© JUNGE FREIHEIT Verlag GmbH & Co. www.jungefreiheit.de 51/03 12. Dezember 2003

CD: Industrial
Wilde Schwermut
Tobias Wimbauer

Viele Künstler aus der Industrial/Neofolk-Szene berufen sich auf Ernst Jünger (1895-1998), zitieren ihn, ohne sich je wirklich mit seinem Werk auseinanderzusetzen. Ausnahmen gibt es freilich, zu denken wäre hier an Gerhard P. (Allerseelen), Nick Nedzynski (Lady Morphia) oder Michael Moynihans (Blood Axis) unübertroffenes "The Storm before The Calm". Einer, der es ebenfalls nicht nötig hat, mit dem Namen Jüngers zu protzen, ist der dem Vernehmen nach französische, ungenannt bleibende Künstler, der sich hinter dem Ambient-Musikprojekt His Divine Grace (HDG) verbirgt. Das zweite Studioalbum von HDG ist jüngst erschienen und heißt so, wie Jünger ursprünglich seine Erzählung "Auf den Marmorklippen" nennen wollte: "Die Schlangenkönigin", veröffentlicht auf dem Hau-Ruck!-Label von Albin Julius (Der Blutharsch) in Kooperation mit Tesco-Distributions (Tesco/Hau Ruck!-CD 42).

Wer Jüngers Œuvre kennt, dem fällt bei den Titeln dieser CD (etwa "Das Rote Waldvögelein" oder "Die Rautenklause") natürlich sofort der Bezug zu den "Marmorklippen" auf. Aber, und das spricht sehr für HDG, weder der Name des Werkes noch der Ernst Jüngers werden genannt. Denn es scheint dem Künstler nicht darum zu gehen, sich mit Schlagworten werbeträchtig in Szene zu setzen, sondern eher darum, eine stille Hommage an Jünger bzw. an die Welt der Großen Marina der Marmorklippen zu geben. Kürzere Rezitationen aus Jüngers Erzählung sind eingebettet in eine sanfte und mitunter bedrohliche Musik. Die Wortzitate stammen aus Christian Brückners Lesung der Erzählung.

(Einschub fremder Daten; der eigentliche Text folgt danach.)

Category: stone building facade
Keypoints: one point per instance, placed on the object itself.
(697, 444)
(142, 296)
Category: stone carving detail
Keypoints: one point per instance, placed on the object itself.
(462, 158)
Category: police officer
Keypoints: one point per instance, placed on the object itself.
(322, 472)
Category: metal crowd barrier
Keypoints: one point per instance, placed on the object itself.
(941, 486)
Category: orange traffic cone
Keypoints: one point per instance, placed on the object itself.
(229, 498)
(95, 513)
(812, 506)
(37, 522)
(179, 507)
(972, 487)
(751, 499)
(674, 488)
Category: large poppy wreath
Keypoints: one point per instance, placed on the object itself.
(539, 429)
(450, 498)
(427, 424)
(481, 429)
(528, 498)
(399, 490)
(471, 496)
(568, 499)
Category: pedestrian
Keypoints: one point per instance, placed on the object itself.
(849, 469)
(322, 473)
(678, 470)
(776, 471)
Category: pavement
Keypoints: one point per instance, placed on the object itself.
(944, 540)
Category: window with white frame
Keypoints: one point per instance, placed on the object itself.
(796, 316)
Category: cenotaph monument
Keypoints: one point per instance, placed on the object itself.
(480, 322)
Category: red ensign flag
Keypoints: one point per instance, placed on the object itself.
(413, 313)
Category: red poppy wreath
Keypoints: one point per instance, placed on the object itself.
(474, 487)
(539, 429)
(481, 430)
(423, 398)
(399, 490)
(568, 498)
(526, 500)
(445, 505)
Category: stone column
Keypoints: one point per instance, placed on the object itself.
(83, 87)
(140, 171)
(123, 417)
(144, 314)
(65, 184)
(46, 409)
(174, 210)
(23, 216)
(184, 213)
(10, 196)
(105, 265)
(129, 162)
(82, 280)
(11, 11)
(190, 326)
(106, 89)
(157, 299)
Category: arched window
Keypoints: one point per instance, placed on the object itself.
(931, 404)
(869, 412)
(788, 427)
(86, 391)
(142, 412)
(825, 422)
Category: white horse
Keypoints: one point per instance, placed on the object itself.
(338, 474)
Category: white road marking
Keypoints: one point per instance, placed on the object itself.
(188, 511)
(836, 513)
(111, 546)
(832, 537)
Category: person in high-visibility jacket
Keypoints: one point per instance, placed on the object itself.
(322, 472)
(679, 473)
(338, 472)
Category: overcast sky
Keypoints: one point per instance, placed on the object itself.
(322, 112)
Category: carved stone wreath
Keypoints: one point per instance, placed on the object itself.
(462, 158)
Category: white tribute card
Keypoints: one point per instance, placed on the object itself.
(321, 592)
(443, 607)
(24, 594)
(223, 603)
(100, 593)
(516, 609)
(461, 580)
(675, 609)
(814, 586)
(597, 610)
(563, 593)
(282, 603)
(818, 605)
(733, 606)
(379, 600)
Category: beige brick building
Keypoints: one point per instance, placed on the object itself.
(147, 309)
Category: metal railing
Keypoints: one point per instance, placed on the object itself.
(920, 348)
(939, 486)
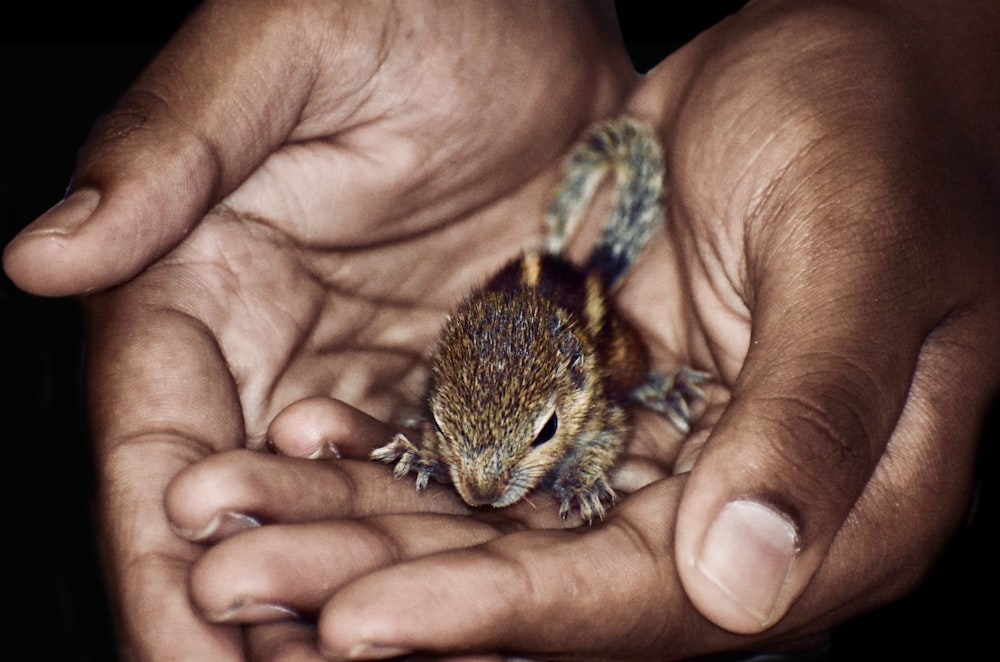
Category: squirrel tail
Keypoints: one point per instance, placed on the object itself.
(630, 150)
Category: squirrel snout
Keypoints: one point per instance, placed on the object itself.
(481, 493)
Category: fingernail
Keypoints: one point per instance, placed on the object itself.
(748, 552)
(367, 651)
(249, 611)
(68, 215)
(221, 526)
(325, 452)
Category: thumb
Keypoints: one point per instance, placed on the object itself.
(832, 356)
(203, 115)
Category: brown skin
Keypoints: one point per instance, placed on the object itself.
(836, 243)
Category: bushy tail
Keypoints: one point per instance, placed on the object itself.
(629, 149)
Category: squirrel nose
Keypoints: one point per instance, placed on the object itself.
(482, 494)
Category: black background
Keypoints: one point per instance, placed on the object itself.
(60, 67)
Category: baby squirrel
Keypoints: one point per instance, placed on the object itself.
(532, 373)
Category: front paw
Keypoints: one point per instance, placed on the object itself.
(589, 499)
(408, 456)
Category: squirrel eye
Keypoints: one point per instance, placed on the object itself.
(548, 430)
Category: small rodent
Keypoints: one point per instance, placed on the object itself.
(532, 373)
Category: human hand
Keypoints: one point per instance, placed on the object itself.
(287, 169)
(807, 216)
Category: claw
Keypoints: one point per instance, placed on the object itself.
(672, 396)
(589, 501)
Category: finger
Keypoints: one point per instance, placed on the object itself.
(280, 571)
(323, 428)
(230, 492)
(160, 397)
(533, 593)
(288, 641)
(195, 123)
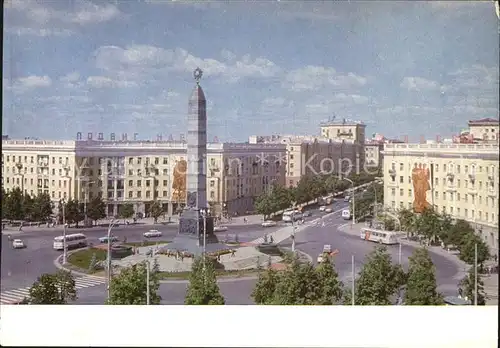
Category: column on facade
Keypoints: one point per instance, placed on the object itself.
(115, 195)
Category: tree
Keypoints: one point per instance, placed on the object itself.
(156, 210)
(14, 205)
(330, 288)
(203, 288)
(129, 287)
(53, 289)
(4, 198)
(263, 292)
(127, 211)
(379, 279)
(73, 212)
(408, 219)
(96, 209)
(467, 250)
(421, 280)
(298, 285)
(42, 207)
(467, 287)
(429, 224)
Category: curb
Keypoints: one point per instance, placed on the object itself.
(462, 267)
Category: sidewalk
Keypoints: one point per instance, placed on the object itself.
(490, 282)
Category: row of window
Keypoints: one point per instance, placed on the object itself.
(452, 197)
(450, 168)
(40, 159)
(445, 182)
(467, 214)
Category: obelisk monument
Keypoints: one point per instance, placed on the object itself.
(195, 220)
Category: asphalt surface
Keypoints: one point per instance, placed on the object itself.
(311, 241)
(21, 267)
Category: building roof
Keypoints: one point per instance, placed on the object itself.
(484, 121)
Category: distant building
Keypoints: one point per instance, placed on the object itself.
(344, 130)
(460, 179)
(139, 172)
(308, 154)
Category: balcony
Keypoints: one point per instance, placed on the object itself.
(451, 188)
(492, 192)
(472, 177)
(472, 190)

Das Album spinnt den Hörer in eine Traumwelt ein, die jenseits der profanen Gegenwart zu liegen scheint. Es ist ganz Stimmung und Wirkung: eine "akustische Landschaft", um diesen Begriff von Gerhard P. zu verwenden. Der Schrei des Kuckucks ertönt - das war im "Abenteuerlichen Herz" des Oberförsters Art zu lachen -, und immer wieder sind Donnerklänge zu vernehmen, Symbol der Bedrohung, die über der alten Kulturlandschaft, der Marina, schwebt.

His Divine Grace bieten meditativ-ruhige Klänge, die trefflich die der Erzählung innewohnende Melancholie hörbar machen. Die Musik scheint sich an verschiedenen Vorgängern zu orientieren: etwa das Album "The Sadness of Things" von David Tibet (Current 93) und Steven Stapleton (Nurse with Wound). Auch eine innere Verwandtschaft ist zu erkennen: Handelt Tibet/Stapletons Kollaboration von der Traurigkeit der Dinge, so ist es bei HDG die "wilde Schwermut" des Weltenlaufs, dem das Individuum und die tradierte Kultur ausgesetzt sind. Andere Vorbilder vermag man zu sehen in Tor Lundvall/Tony Wakefords (Sol Invictus) CD "Autumn Calls" von 1998, die - im Gegensatz zur genannten "Sadness of Things" - ebenso wie His Divine Grace mit Streichern arbeitet. Und schließlich der im Winter 1996 eingespielte Klassiker "Die Weiße Rose" von Les Joyaux de la princesse Regard Extrême.

Die "Legendenbildung", die um HDG betrieben wird, ist reichlich albern. Da wird von ungarisch-französischen Geheimbünden, von Asiaten oder einem Moonchild geraunt ("Moonchild" war ein Buchtitel von Aleister Crowley und späterhin beliebter Spitzname in Gruftie-Kreisen). Sofern das nicht eine ironische Replik auf verschwörerische Anwandlungen der "Szene" sein soll, ist das schlicht überflüssig. Das vorgelegte Album spricht für sich und kann eigenständig bestehen ohne jeden Firlefanz.

Bleibt nur, auch denjenigen, die nicht so sehr szene-involviert sind, daß sie ohnehin alle einschlägigen Neuheiten erwerben, diese so stille wie gelungene CD zu empfehlen als Untermalung für dunkle Herbst- und Winternachmittage.